Aber wird nicht im deutschen Schilderwald tatsächlich schon genug reglementiert?

Gsella Dieses Argument ist so alt, wie alle Versuche, das Morden auf deutschen Straßen einzudämmen. Nach dem Krieg gab es zunächst nicht mal in den Innenstädten ein Tempolimit. Mit dem Ergebnis, dass Anfang der 70er über 20.000 Menschen pro Jahr im Verkehr ums Lebens gekommen sind - allein in der alten Bundesrepublik. Als damals eine Beschränkung eingeführt werden sollte, war der ADAC auch dagegen und meinte, damit würde die freie Fahrt für freie Bürger abgeschafft werden. Heute gibt es immer noch über 3000 Verkehrstote jedes Jahr. Deshalb ist das Freiheit-Argument für mich ein dummes Argument.

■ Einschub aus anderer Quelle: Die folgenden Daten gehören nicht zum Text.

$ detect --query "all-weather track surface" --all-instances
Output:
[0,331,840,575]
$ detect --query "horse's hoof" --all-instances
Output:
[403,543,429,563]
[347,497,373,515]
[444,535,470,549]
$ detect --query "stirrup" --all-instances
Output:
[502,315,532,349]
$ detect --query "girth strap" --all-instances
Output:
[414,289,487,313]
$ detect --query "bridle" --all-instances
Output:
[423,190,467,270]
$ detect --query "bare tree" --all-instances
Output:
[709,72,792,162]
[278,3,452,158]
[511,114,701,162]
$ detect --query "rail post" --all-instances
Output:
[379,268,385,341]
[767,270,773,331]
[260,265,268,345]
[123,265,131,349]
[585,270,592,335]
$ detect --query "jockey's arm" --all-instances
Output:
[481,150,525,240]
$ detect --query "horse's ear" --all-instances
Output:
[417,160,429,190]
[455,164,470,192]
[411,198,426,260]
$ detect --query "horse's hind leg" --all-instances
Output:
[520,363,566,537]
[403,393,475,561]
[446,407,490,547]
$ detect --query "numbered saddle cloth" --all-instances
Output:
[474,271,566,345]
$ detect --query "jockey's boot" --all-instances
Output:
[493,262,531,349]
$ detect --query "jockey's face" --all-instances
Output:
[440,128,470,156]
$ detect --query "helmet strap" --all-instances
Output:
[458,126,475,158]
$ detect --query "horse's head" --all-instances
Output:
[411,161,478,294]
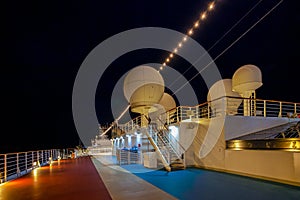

Niemand hat das Recht, andere zu gefährden und aus dem Leben zu jagen, nur weil er mit einem übermotorisierten Gefährt unterwegs ist.

Im Ausland beneiden uns viele um unsere Autobahnen. In den USA wird damit geworben, wenn Autos hier getestet wurden. Würden wir nicht mit einem Tempolimit ein Stück deutsche Identität verlieren?

Gsella Wir würden sehr viele Verkehrstote verlieren – mehr nicht. Ein Mensch, zu dessen Identität es gehört, mit einem viel zu schnellen, viel zu teuren und viel zu umweltschädlichen Auto unterwegs zu sein, würde vielleicht seine Schein-Zufriedenheit verlieren. Der sollte sich aber vielleicht auch ein paar mehr Gedanken über sein Leben machen.
Es gibt keinen anderen Industriestaat auf dieser Welt ohne Tempolimit – außer Deutschland, wo die Autolobby so stark ist, dass sich die Politik nicht mit ihr anlegen möchte.

In den USA sterben jedes Jahr Tausende durch Waffen, trotzdem werden schärfere Gesetze abgelehnt. Lässt sich das mit dem fehlenden Tempolimit vergleichen?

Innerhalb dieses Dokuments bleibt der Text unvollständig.